Ja, wenn du Lust hast, der Schlange, die naht mit züngelnder Zunge,
Drohend erhobenem Schwanz und sich langhin rollendem Leibe,
Beides, den Leib wie die Seele, durch Schwertstreich vielfach zu trennen,
Siehst du, wie alle die Stücke zerschnitten mit frischer Verwundung
Einzeln sich winden und eitriges Blut auf dem Boden zerstreuen,
Wie sie sich selbst abmüht, mit dem Maul ihr Ende zu fassen,
Um durch den Biß sich den brennenden Schmerz der Zerfleischung zu lindern.

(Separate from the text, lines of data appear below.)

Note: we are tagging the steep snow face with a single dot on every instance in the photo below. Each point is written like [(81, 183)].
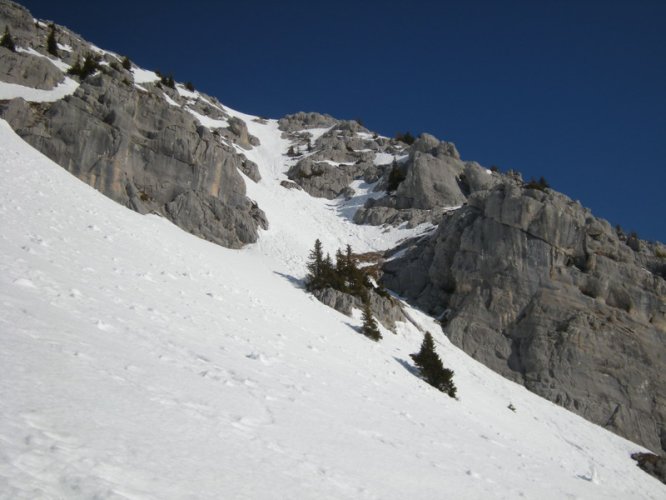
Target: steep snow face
[(295, 218), (141, 362)]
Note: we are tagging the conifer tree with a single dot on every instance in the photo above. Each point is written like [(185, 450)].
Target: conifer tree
[(432, 369), (396, 176), (51, 43), (7, 41), (316, 268), (369, 328)]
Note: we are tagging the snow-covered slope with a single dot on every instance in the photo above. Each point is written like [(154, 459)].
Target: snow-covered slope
[(141, 362)]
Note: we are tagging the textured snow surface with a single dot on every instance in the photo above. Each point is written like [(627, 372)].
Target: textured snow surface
[(12, 91), (141, 362), (144, 75)]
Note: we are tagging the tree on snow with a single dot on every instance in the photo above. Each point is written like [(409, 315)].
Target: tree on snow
[(369, 328), (7, 41), (431, 367), (51, 44)]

Sollen wir demnach sagen, ein jedes der Stücke besitze
Seine Seele für sich? Dann würde sich hieraus ergeben,
Daß ein einzig Geschöpf viel Seelen im Leibe behauste.
Folglich ward nur die eine, die vordem da war, zerteilet
Mit dem Körper zugleich; drum muß man doch beide für sterblich
Halten, da Seele wie Leib gleichmäßig sich vielfach zerteilen.

- (luk)

Zucken (3) Die Aechtheit eines Freundes zu erproben, hat man, nächst den Fällen wo man ernstlicher Hülfe und bedeutender Opfer bedarf, die beste Gelegenheit in dem Augenblick, da man ihm ein Unglück, davon man soeben getroffen worden, berichtet. Alsdann nämlich malt sich, in seinen Zügen, entweder wahre, innige, unvermischte Betrübniß; oder aber sie bestätigen, durch ihre gefaßte Ruhe, oder einen flüchtigen Nebenzug, den bekannten Ausspruch des Rochefoucauld : dans l'adversité de nos meilleurs amis, nous trouvons toujours quelque chose qui ne nous deplait pas [Im Mißgeschick unserer besten Freunde finden wir immer etwas, was uns nicht unangenehm ist]. Die gewöhnlichen sogenannten Freunde vermögen, bei solchen Gelegenheiten, oft kaum das Zucken zu einem leisen, wohlgefälligen Lächeln zu unterdrücken.  - (schop)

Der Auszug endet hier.